I dont know what to do. Didn't realize I heard them until now. I just thought it was my thoughts but from another think. t's outloud. I think my medication has caused me to realize. I do talk to them involuntarily. People stare or avoid me. I thought I was hiding it. Its a lot of nonsense or having to avoid people. Playing music really loud helps. Sometimes it's people fighting about me, showing me my thoughts, walking with me.

Sometimes when I talk to them and I realize, I feel shame or can't talk for the rest of the day. I start feeling spaced out. Sometimes when there's a visual part I feel even worse. I can't move properly or do anything for the rest of the day. It's why I can't really go out alone. They're unpredictable. It can just happen even on medication. If it gets bad I get scared and will try to hide it but can't. Sometimes I wont sleep and it gets worse or I stop getting out of my room.

When it's bad I can't shower as I think my neighbour is watching me or commenting, I look for cameras everywhere, I look outside for evidence of someone watching me. I stop going into the washroom as that's where I think my neighbour can see me. I don't think they like me sometimes. It's frustrating and I can't explain to my mom why I ruined a mattress and my clothes. She'd just make me go somewhere I don't want to go.

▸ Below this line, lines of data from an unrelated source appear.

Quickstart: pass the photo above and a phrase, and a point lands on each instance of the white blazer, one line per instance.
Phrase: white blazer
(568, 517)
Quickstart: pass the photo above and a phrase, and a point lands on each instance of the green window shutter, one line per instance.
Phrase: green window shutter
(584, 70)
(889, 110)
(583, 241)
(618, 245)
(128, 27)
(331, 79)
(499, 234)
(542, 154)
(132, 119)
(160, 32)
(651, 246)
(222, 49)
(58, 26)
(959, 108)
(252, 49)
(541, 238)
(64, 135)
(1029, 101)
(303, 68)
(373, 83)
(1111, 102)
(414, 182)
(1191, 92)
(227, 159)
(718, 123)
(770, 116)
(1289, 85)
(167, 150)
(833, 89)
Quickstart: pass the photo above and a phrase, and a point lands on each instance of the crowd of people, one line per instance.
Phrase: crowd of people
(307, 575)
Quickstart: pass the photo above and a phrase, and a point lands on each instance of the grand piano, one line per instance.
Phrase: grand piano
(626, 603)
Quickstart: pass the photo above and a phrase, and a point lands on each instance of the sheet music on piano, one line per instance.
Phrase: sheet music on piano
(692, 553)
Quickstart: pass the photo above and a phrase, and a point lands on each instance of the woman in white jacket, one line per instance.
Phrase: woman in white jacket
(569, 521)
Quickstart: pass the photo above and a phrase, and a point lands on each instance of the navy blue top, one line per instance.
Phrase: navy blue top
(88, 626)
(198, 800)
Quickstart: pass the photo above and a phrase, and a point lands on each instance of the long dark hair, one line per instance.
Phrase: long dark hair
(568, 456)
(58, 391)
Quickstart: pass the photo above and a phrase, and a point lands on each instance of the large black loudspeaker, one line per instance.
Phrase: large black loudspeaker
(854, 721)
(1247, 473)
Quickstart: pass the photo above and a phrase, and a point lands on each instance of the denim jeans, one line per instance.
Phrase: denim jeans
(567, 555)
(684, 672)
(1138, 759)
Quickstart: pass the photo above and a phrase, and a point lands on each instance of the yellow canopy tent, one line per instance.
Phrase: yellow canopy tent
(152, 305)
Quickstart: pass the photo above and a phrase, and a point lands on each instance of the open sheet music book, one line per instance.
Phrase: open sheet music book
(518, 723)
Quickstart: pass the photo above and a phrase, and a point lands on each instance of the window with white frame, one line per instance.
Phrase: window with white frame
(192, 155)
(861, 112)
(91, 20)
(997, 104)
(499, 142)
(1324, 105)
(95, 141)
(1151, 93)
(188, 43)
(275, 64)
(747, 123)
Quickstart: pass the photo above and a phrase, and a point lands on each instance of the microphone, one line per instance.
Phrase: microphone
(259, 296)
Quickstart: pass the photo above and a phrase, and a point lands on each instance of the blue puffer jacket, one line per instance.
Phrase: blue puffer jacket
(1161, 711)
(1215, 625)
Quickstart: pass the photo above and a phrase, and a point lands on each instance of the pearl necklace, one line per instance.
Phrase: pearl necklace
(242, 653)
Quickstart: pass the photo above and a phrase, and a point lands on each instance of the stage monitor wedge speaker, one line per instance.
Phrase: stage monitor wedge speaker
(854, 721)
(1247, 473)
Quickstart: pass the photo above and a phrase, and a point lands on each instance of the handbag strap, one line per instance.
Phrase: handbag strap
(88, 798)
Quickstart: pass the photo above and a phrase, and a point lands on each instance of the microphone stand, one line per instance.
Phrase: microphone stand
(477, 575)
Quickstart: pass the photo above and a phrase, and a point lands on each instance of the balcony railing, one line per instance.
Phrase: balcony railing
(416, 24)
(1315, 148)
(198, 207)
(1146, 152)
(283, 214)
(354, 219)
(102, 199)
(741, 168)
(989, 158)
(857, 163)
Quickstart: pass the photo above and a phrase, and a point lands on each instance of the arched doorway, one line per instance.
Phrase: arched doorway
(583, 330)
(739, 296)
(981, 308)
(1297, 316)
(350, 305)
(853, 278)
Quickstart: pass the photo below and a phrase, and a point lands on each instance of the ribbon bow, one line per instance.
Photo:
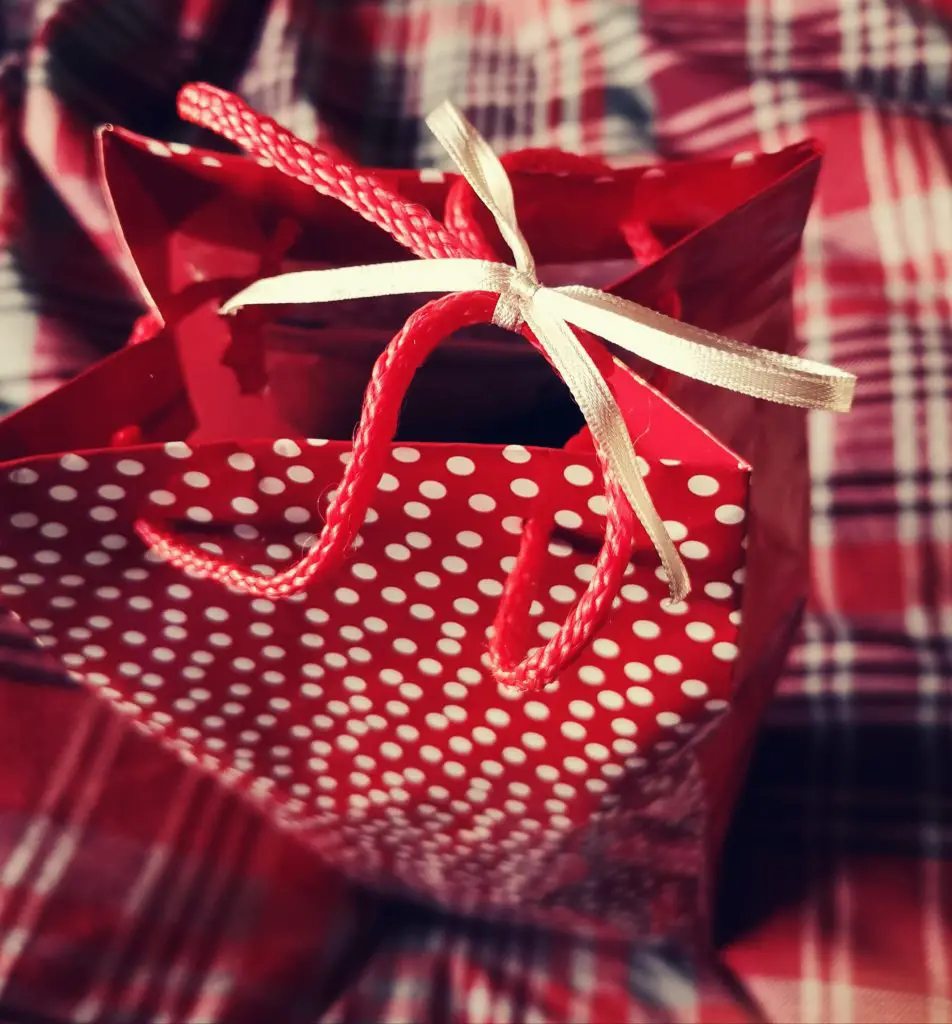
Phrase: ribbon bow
(549, 311)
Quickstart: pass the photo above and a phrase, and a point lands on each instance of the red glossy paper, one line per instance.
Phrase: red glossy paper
(362, 715)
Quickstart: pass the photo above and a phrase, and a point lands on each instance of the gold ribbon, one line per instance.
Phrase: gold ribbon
(549, 311)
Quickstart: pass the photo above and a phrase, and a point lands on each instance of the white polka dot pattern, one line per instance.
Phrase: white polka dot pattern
(362, 714)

I'm so embarrassed by my decisions and my inability to just be "normal" or even be able to talk to people properly. Everyone just thinks I'm weird in a bad way or nice but too weird to be friends with. I'm trying. I just have higher support needs than most people my age. I do love to write though. I just feel so sad sometimes that I can't be as independent as I want. But I do accept myself as it's not really my fault completely.



blitzkrieg
Veteran
Veteran

User avatar

Joined: 8 Jun 2011
Gender: Male
Posts: 17,271
Location: United Kingdom

Yesterday, 10:14 am

I am very sorry to hear about your mental health issues, Crystal. Schizophrenia is a difficult burden to bear, and it doesn't help that it affects only a small amount of the population, small enough for people in general, to sometimes misinterpret what exactly the condition entails.

I think if a lot of people had to talk to voices in their head, or had the myriad of other symptoms that you must experience as part of schizophrenia, they would struggle too.

So, like you say, it is normal for you to have higher-than-normal support needs for someone your age and also like you say, it isn't your fault.